En 1907, notre Joel se retrouve docker à Portland, dans l’Oregon. Des militants de l’IWW viennent un jour appeler les dockers à se solidariser avec les grévistes de la scierie qui exigent des meilleurs salaires et une réduction des horaires de travail. Joel enlève ses gants et adhère à la section 92 du syndicat. L’Industrial Workers of the World est une des expériences les plus passionnantes de l’organisation ouvrière. Ses militants furent appelés les « wobblies », sans qu’on sache d’où vient ce mot. Littéralement, il signifie « les titubeurs » et viendrait du langage péjoratif utilisé pour les désigner par les patrons qui les haïsssaient comme la peste et traduisaient « IWW » par « I Want Whiesky » (Je veux du whisky), mais ce n’est là qu’une des nombreuses hypothèses.

« Pain ou révolution »

Le mouvement a été créé en 1905 à Chicago par 200 militants socialistes, anarchistes et radicaux voulant rompre avec le réformisme du syndicat officiel AFL-CIO, représentant les intérêts de l’aristocratie ouvrière, c’est-à-dire les ouvriers qualifiés, mâles et blancs qui à l’époque n’organisait que 5% des salariés du pays. L’IWW deviendra le syndicat de « l’autre mouvement ouvrier », les non-qualifiés, les femmes, les Noirs, les immigrés récents, les travailleurs nomades, bref les soutiers du système capitaliste.

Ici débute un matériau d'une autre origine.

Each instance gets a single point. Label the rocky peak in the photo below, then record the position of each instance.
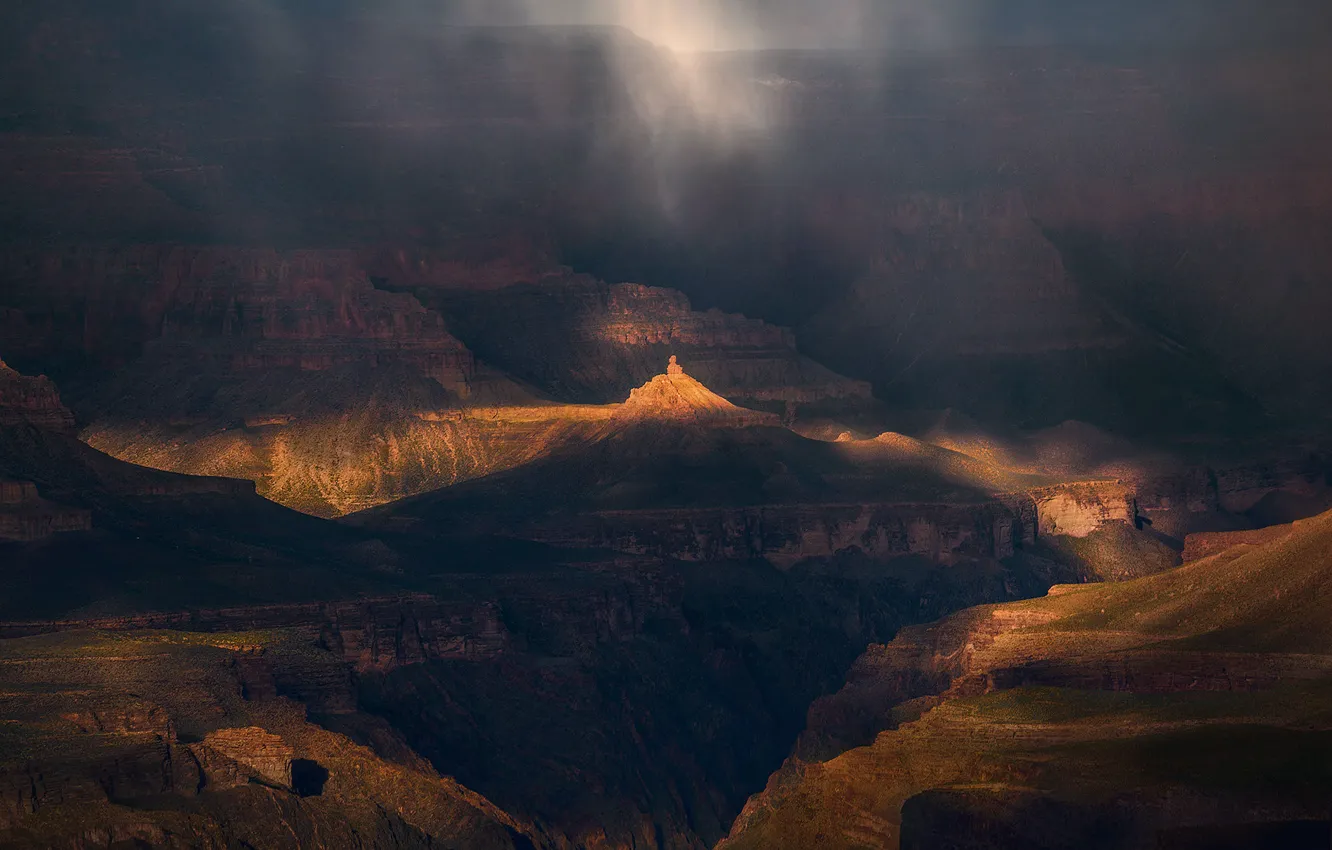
(677, 397)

Il développa une forme d’organisation horizontale, opposée à la structure par métiers de l’AFL-CIO, que l’IWW voyait comme un obstacle à l’unité ouvrière (les wobbleis appelaient l’ American Federation of Labor « American Separation of Labor »).

Son objectif était clair : »abolition du salariat ». Son slogan aussi :  » « An injury to one is an injury to all » (Une attaque contre l’un d’entre nous est une attaque contre nous tous). Le moyen était « One Big Union », un seul grand syndicat pour tous, recourant à l’action directe et travaillant à préparer la grève générale insurrectionnelle pour abolir le capitalisme. L’IWW aura certes des leaders, hommes et femmes, Noirs et Blancs, mais jamais de bureaucrates.

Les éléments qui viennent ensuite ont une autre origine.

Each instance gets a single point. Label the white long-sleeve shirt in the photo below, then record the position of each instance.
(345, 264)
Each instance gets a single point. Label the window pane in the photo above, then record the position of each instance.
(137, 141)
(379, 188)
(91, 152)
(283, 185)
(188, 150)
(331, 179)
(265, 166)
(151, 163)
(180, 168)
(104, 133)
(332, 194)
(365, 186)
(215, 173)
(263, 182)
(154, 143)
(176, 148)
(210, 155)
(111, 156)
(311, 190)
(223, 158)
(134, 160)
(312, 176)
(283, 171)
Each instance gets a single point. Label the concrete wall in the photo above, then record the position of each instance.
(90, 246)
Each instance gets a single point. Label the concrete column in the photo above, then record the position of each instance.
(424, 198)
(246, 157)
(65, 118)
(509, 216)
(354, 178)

C’est sans doute le seul syndicat ouvrier de l’histoire qui ait essayé d’être aussi mobile que la classe qu’il voulait organiser. Les travailleurs non-qualifiés se déplaçant de chantier en chantier, de plantation en port, d’usine en mine, les wobblies se transformeront en organisateurs itinérants.

En octobre 1907 éclate la grande panique bancaire, suite à une manœuvre frauduleuse de spéculateurs en bourse sur les actions de l’United Cooper, qui entraîne des retraits massifs de fonds et des faillites en cascade. D’où chômage en hausse. La Réserve fédérale US sera créée en 1913 pour éviter le retour de telles crises (on a pu voir son efficacité en 1929…).

Rebel Girl

Joel a sauté dans un wagon de marchandises sur un train de passage et se retrouve au printemps 1908 à Spokane, dans l’État de Washington, un important nœud ferroviaire en plein chantier. Et c’est là que naît Joe Hill, durant l’épique « Free Speech Fight », la Bataille pour le droit de parole, menée par l’IWW de novembre 1908 à mars 1909.

La compagnie Northern Pacific recourait aux services d’une multitude d’agences privées d’emploi pour recruter des travailleurs, venus de partout. Le turn-over était infernal, les travailleurs étant remplacés tout le temps par des nouvelles recrues. Les agences prenaient de l’argent aux travailleurs pour des postes qui s’avéraient inexistants. L’IWW menait une intense agitation dans les rues de la ville pour amener les travailleurs à s’organiser. Sur la pression des patrons et des négriers, le conseil municipal édicta une interdiction générale de prises de paroles, distributions de tracts et meetings dont l’Armée du Salut fut exemptée.

L’IWW riposta en appelant à la désobéissance civile de masse. Imaginez la scène : sur une place, un wobbly, foulard rouge au cou, monte sur une caisse de savon et lance « Camarades et amis ! ». Un flic arrive et le descend de la caisse. Quelques secondes après, arrive un deuxième wobbly. La même scène se reproduit, et ainsi de suite, jusqu’à épuisement des forces de police disponibles. Quand le énième wobbly monte sur la caisse et lance son adresse, il est tout étonné de ne pas se faire alpaguer et a un moment d’hésitation avant de se rendre compte qu’il peut continuer son discours. Résultat : pendant l’hiver, plus 400 militants de l’IWW furent emprisonnés, d’abord à Spokane, puis dans les environs quand il n’y eut plus de place à la prison locale, ce qui déclencha un incroyable bordel, non seulement parce que les wobblies enfermés pratiquaient ce qu’ils appelaient « construire un bateau de guerre » – consistant à faire le plus de bruit possible, tous ensemble, par tous les moyens disponibles -, mais aussi parce que des organisations de contribuables commencèrent à protester contre le coût de l’emprisonnement de centaines de personnes qu’il fallait bien nourrir.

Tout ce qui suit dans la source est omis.